How are these four laws connected to the seemingly technical description of how the tribes camped in the desert?
Rabbi Samson Raphael Hirsch (the “Rasher Hirsch”, 19th century Germany) offers the following explanation. The detailed description of the order of encampment in the desert is not purely technical. It emphasises the idea that holiness is not external to our life but rather an integral part of it. The fact that the Mishkan resides at the very centre of the camp is testament to the centrality of holiness in our daily existence. This fact demands that we take holiness into account in all aspects of our lives.
Rashar Hirsch points out the three groups of three in our parasha and ties them together. The three camps (Mishkan, Levites and Israel).

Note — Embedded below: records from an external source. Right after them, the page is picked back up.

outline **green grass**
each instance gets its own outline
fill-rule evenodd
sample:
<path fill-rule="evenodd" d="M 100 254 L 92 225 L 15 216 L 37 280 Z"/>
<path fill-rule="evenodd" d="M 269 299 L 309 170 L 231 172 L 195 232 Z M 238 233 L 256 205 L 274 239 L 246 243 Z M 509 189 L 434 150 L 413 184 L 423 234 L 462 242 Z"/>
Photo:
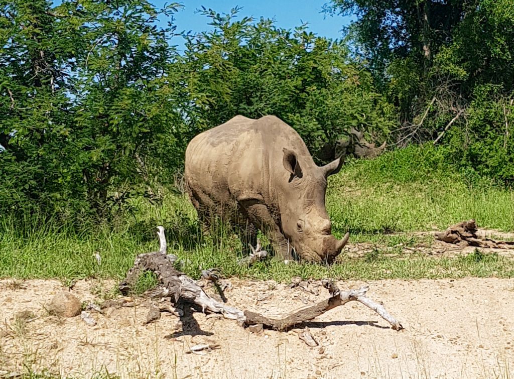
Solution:
<path fill-rule="evenodd" d="M 0 220 L 0 277 L 121 278 L 137 254 L 157 249 L 154 229 L 157 225 L 166 228 L 169 251 L 186 262 L 183 269 L 194 277 L 201 268 L 212 267 L 226 276 L 279 281 L 293 276 L 514 277 L 514 260 L 495 255 L 435 258 L 402 252 L 400 244 L 414 247 L 432 242 L 430 236 L 408 232 L 443 229 L 471 218 L 481 227 L 514 230 L 512 191 L 487 181 L 470 181 L 441 164 L 434 154 L 433 149 L 410 148 L 372 161 L 351 161 L 331 178 L 327 206 L 333 232 L 340 237 L 350 230 L 352 242 L 375 247 L 362 258 L 342 256 L 329 267 L 285 265 L 272 259 L 240 267 L 237 260 L 247 248 L 223 228 L 213 236 L 203 236 L 187 196 L 170 191 L 160 205 L 134 200 L 136 211 L 108 225 L 77 227 L 57 221 L 41 225 L 33 218 L 20 222 L 4 215 Z M 96 254 L 101 257 L 101 264 Z M 146 278 L 141 288 L 152 282 Z"/>

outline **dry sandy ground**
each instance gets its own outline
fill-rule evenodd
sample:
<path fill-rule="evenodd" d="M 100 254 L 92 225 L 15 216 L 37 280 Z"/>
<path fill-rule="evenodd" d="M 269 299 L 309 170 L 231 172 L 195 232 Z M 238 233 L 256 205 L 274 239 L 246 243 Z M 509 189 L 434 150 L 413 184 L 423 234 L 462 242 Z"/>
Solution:
<path fill-rule="evenodd" d="M 327 296 L 273 282 L 233 280 L 229 303 L 266 313 L 289 311 Z M 340 282 L 341 288 L 362 283 Z M 45 304 L 63 287 L 52 280 L 0 280 L 0 377 L 47 370 L 64 376 L 98 373 L 122 377 L 478 378 L 514 373 L 514 280 L 464 279 L 370 282 L 369 296 L 384 301 L 405 327 L 396 332 L 362 304 L 350 303 L 308 323 L 323 347 L 308 347 L 288 332 L 253 334 L 233 321 L 195 313 L 163 313 L 144 324 L 143 301 L 112 306 L 88 327 L 76 317 L 50 316 Z M 72 292 L 95 298 L 113 282 L 80 282 Z M 36 316 L 16 322 L 16 312 Z M 219 348 L 187 353 L 198 344 Z M 24 368 L 25 367 L 25 368 Z"/>

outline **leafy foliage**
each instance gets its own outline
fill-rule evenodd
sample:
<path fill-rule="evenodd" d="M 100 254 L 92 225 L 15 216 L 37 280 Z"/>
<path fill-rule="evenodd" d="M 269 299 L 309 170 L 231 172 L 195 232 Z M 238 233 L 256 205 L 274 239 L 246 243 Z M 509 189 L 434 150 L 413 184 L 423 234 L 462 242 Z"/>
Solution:
<path fill-rule="evenodd" d="M 213 30 L 185 36 L 180 56 L 178 6 L 0 0 L 0 210 L 109 215 L 172 182 L 188 141 L 238 114 L 283 118 L 313 152 L 393 124 L 343 43 L 204 9 Z"/>
<path fill-rule="evenodd" d="M 295 128 L 313 153 L 352 127 L 389 133 L 394 110 L 344 42 L 305 25 L 291 31 L 264 19 L 235 21 L 237 11 L 204 8 L 213 30 L 187 37 L 187 80 L 198 130 L 237 114 L 272 114 Z"/>
<path fill-rule="evenodd" d="M 52 4 L 0 2 L 0 209 L 102 213 L 179 159 L 173 28 L 156 25 L 176 6 Z"/>
<path fill-rule="evenodd" d="M 397 107 L 400 145 L 442 136 L 462 169 L 513 183 L 512 0 L 333 0 L 325 10 L 357 15 L 347 32 Z"/>

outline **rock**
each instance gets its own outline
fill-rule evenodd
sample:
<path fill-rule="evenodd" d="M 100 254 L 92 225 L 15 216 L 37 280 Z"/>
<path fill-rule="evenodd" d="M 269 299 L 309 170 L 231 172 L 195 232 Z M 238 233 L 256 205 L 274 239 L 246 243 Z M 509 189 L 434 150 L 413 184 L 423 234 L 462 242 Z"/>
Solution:
<path fill-rule="evenodd" d="M 80 314 L 82 305 L 77 297 L 66 291 L 61 291 L 52 298 L 48 312 L 62 317 L 74 317 Z"/>
<path fill-rule="evenodd" d="M 34 318 L 34 317 L 33 312 L 32 311 L 29 311 L 28 309 L 22 311 L 21 312 L 16 312 L 14 314 L 14 318 L 16 320 L 27 321 L 31 318 Z"/>
<path fill-rule="evenodd" d="M 85 311 L 82 311 L 82 313 L 80 314 L 80 317 L 83 320 L 86 324 L 90 327 L 94 327 L 96 325 L 96 320 L 91 317 L 89 315 L 89 312 L 87 312 Z"/>
<path fill-rule="evenodd" d="M 252 333 L 261 333 L 263 330 L 263 324 L 257 324 L 256 325 L 250 325 L 248 327 L 248 330 L 249 330 Z"/>
<path fill-rule="evenodd" d="M 146 314 L 146 323 L 160 318 L 160 310 L 154 304 L 150 304 L 148 306 L 148 313 Z"/>

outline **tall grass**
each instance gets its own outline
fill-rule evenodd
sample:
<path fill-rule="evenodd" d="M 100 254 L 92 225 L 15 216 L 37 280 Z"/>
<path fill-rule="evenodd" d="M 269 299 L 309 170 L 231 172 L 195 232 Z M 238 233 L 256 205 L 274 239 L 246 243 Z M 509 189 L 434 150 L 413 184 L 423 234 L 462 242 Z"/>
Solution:
<path fill-rule="evenodd" d="M 514 230 L 514 193 L 480 178 L 453 171 L 432 148 L 410 147 L 371 161 L 352 161 L 329 180 L 327 206 L 334 233 L 350 230 L 351 240 L 377 245 L 361 259 L 343 256 L 329 267 L 285 265 L 273 259 L 240 266 L 247 253 L 230 230 L 218 227 L 204 236 L 187 196 L 167 192 L 161 204 L 142 198 L 135 210 L 109 224 L 80 225 L 59 219 L 3 215 L 0 220 L 0 277 L 119 278 L 136 255 L 157 249 L 154 227 L 164 226 L 169 250 L 182 260 L 183 269 L 197 277 L 201 268 L 217 267 L 225 275 L 286 280 L 292 276 L 340 279 L 514 276 L 514 261 L 497 256 L 480 260 L 433 259 L 414 254 L 392 258 L 381 248 L 412 237 L 395 232 L 442 229 L 471 218 L 483 227 Z M 384 245 L 386 245 L 385 246 Z M 101 257 L 100 264 L 97 255 Z"/>

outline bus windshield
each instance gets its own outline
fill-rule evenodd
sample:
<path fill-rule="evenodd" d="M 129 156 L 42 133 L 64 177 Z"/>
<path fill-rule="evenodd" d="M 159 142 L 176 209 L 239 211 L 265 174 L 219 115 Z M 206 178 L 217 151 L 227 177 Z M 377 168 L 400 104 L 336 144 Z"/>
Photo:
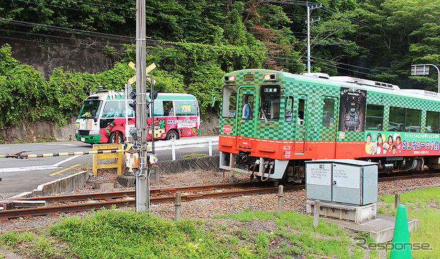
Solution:
<path fill-rule="evenodd" d="M 78 118 L 96 118 L 102 101 L 98 100 L 85 100 L 80 110 Z M 92 114 L 94 114 L 94 116 Z"/>

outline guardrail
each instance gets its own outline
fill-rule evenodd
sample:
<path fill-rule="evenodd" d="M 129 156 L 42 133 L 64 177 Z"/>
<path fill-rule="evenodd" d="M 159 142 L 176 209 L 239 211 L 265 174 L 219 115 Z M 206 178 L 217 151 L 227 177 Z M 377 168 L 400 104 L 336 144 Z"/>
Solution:
<path fill-rule="evenodd" d="M 177 140 L 161 140 L 154 142 L 155 150 L 171 150 L 173 160 L 176 159 L 176 149 L 194 147 L 209 148 L 209 155 L 212 155 L 212 145 L 219 144 L 219 136 L 206 137 L 187 137 Z M 151 146 L 151 145 L 150 145 Z"/>

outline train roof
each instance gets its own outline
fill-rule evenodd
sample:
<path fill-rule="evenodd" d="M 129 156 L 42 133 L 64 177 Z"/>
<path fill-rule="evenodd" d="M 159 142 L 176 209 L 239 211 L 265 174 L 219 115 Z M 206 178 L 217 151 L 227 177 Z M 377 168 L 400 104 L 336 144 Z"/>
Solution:
<path fill-rule="evenodd" d="M 367 79 L 362 79 L 357 78 L 351 76 L 330 76 L 327 74 L 324 73 L 301 73 L 300 74 L 295 74 L 289 72 L 285 72 L 283 71 L 275 71 L 270 69 L 243 69 L 235 71 L 233 72 L 230 72 L 226 74 L 226 76 L 230 75 L 239 75 L 243 74 L 245 75 L 246 74 L 251 74 L 253 71 L 258 71 L 259 73 L 267 73 L 267 74 L 280 74 L 280 76 L 285 78 L 294 78 L 296 77 L 307 77 L 311 78 L 316 80 L 317 82 L 321 82 L 322 80 L 327 80 L 327 82 L 331 82 L 335 85 L 339 85 L 342 86 L 342 83 L 346 83 L 347 87 L 356 87 L 361 88 L 364 89 L 368 89 L 370 91 L 376 89 L 378 91 L 383 91 L 384 93 L 387 94 L 394 94 L 397 95 L 405 95 L 410 96 L 415 98 L 419 99 L 424 99 L 424 100 L 431 100 L 433 101 L 439 102 L 440 100 L 440 94 L 439 93 L 426 91 L 421 89 L 400 89 L 397 85 L 389 84 L 383 82 L 370 80 Z M 224 80 L 224 79 L 223 79 Z M 307 80 L 310 81 L 310 80 Z M 226 81 L 227 82 L 227 81 Z M 322 83 L 322 82 L 321 82 Z M 350 85 L 348 84 L 353 84 L 353 85 Z M 374 88 L 371 88 L 374 87 Z"/>
<path fill-rule="evenodd" d="M 147 94 L 147 98 L 150 99 Z M 115 91 L 114 90 L 98 90 L 90 92 L 86 100 L 123 100 L 124 99 L 124 91 Z M 155 100 L 196 100 L 195 96 L 189 93 L 157 93 L 157 98 Z"/>

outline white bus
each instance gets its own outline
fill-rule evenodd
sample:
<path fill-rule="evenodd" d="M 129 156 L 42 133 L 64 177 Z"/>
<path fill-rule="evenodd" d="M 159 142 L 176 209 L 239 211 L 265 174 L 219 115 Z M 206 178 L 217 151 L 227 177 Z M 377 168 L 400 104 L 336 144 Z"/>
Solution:
<path fill-rule="evenodd" d="M 132 102 L 123 91 L 91 92 L 76 119 L 76 140 L 91 144 L 129 141 L 130 128 L 135 126 L 135 111 L 129 105 Z M 192 95 L 159 93 L 154 100 L 154 122 L 151 110 L 148 139 L 153 137 L 152 128 L 157 139 L 197 136 L 200 131 L 199 104 Z"/>

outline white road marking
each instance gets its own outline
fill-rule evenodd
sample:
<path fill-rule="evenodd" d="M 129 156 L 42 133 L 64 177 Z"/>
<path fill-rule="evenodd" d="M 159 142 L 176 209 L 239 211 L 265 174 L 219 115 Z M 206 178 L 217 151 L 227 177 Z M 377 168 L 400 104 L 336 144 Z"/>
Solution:
<path fill-rule="evenodd" d="M 79 156 L 80 156 L 80 155 L 74 155 L 74 156 L 73 156 L 73 157 L 69 157 L 69 158 L 67 158 L 67 159 L 64 159 L 64 160 L 63 160 L 63 161 L 60 161 L 60 162 L 58 162 L 58 163 L 56 163 L 56 164 L 54 164 L 54 166 L 59 166 L 59 165 L 60 165 L 60 164 L 64 164 L 64 163 L 65 163 L 65 162 L 67 162 L 67 161 L 70 161 L 70 160 L 74 159 L 76 159 L 76 157 L 79 157 Z"/>
<path fill-rule="evenodd" d="M 61 168 L 58 166 L 23 166 L 10 168 L 0 168 L 0 172 L 24 172 L 38 170 L 52 170 Z"/>

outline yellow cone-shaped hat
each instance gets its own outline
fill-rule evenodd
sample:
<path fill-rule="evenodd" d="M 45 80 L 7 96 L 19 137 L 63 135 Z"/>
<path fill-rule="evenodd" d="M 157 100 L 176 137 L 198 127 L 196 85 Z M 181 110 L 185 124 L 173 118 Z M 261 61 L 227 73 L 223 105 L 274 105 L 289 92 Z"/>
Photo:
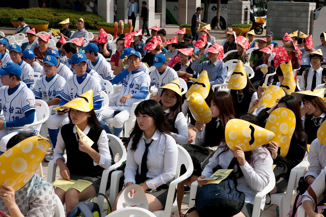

The three impure (metsora, zav and tame met). And the three laws (asham gezelot, sotah and nazir).
- The law of how to deal with a person who robs another person (gezel) is tied to the law of metsora. This tie highlights the fact that the holiness of God is within us in everything related to the social aspects of our lives.
- The law of how to deal with a wayward wife (sotah) is tied to the law of zav. This shows that holiness should be present in the family and in the relationship between husband and wife.
- And the law of abstinence (nazir) is tied to the law of tame met. It highlights the presence of holiness in our private life and how we choose to live it.
Holiness is not an abstract notion. The central idea of this week’s parasha, Nasso, is that holiness has a place within us and that we should be constantly aware of how we embed this holiness in everything we do.